July 10, 2019
Summertime means many great things: sunshine, ice cream trucks, barbecues, swimming, and time off. It also means sneezing, dry eyes, and runny noses for those who suffer from allergies.
According to the Centers for Disease Control and Prevention (CDC), more than 50 million people in the U.S. suffer from allergies each year — that’s more than one in 10 people! And while you might have guessed that allergies are fairly common, you might not know just how common they are.
Allergic Rhinitis (Hay Fever)
Around the world, allergic rhinitis affects between 10% and 30% of people. Domestically, it affects 8.1% of people over the age of 18. Though that figure may seem small, the CDC reports that about 19.9 million people were diagnosed with hay fever in 2017.
About five percent of the U.S. population is affected by insect sting allergies. While that percentage may seem low, this allergy can prove fatal. Insect sting anaphylaxis leads to at least 90 deaths each year!

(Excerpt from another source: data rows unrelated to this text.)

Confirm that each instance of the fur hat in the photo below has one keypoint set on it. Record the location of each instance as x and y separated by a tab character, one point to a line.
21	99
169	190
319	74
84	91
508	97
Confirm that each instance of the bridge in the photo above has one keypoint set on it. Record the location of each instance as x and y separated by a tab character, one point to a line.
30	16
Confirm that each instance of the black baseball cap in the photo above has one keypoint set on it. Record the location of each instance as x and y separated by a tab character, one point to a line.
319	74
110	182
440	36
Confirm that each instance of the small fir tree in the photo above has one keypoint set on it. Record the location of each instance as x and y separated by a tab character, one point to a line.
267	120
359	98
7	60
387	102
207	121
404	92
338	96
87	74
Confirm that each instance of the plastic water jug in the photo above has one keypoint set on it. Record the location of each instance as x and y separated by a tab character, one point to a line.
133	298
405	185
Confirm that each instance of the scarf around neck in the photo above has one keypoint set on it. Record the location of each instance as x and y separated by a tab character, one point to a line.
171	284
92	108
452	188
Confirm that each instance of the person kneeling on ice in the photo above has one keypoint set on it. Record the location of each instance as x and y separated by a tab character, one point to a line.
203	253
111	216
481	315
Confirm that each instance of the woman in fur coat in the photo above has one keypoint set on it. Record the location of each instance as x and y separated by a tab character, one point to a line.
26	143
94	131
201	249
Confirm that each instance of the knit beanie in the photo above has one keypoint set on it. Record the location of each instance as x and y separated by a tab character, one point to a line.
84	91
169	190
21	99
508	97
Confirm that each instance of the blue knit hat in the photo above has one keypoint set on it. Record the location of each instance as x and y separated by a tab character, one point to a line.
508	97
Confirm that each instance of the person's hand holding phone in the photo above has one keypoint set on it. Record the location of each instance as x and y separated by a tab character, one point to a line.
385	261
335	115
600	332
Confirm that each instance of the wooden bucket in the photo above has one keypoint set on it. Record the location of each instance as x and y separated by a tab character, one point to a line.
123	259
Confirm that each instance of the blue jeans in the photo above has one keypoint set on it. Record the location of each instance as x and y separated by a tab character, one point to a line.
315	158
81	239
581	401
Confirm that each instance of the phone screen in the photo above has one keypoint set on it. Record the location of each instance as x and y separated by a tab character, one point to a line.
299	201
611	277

When you think about insect sting allergies, odds are that you think of bee stings, but ant bites can also trigger episodes. What’s more, cockroaches and dust mites can also cause skin or nasal symptoms.
Solar Urticaria (Sun Hives)
If you suggest catching rays to your friend and they run and hide, they might suffer from sun hives or solar urticaria.
A sun allergy, as it’s also sometimes called, is an allergy that causes hives to form on the patient’s skin after being exposed to the sun, and only from solar exposure.
Though it is rare, it can affect a person of any race and any age. The median age of a patient’s first breakout is 35.
Allergies are the sixth leading cause of chronic illness in the U.S., costing the nation in excess of $18 billion. Though the numbers may make it seem as though allergies are rarer than man think, they’re nothing to sneeze at.
Fortunately, many over-the-counter medicines are available to help. If you suffer from a more severe allergy, though, consider getting help at an emergency care facility.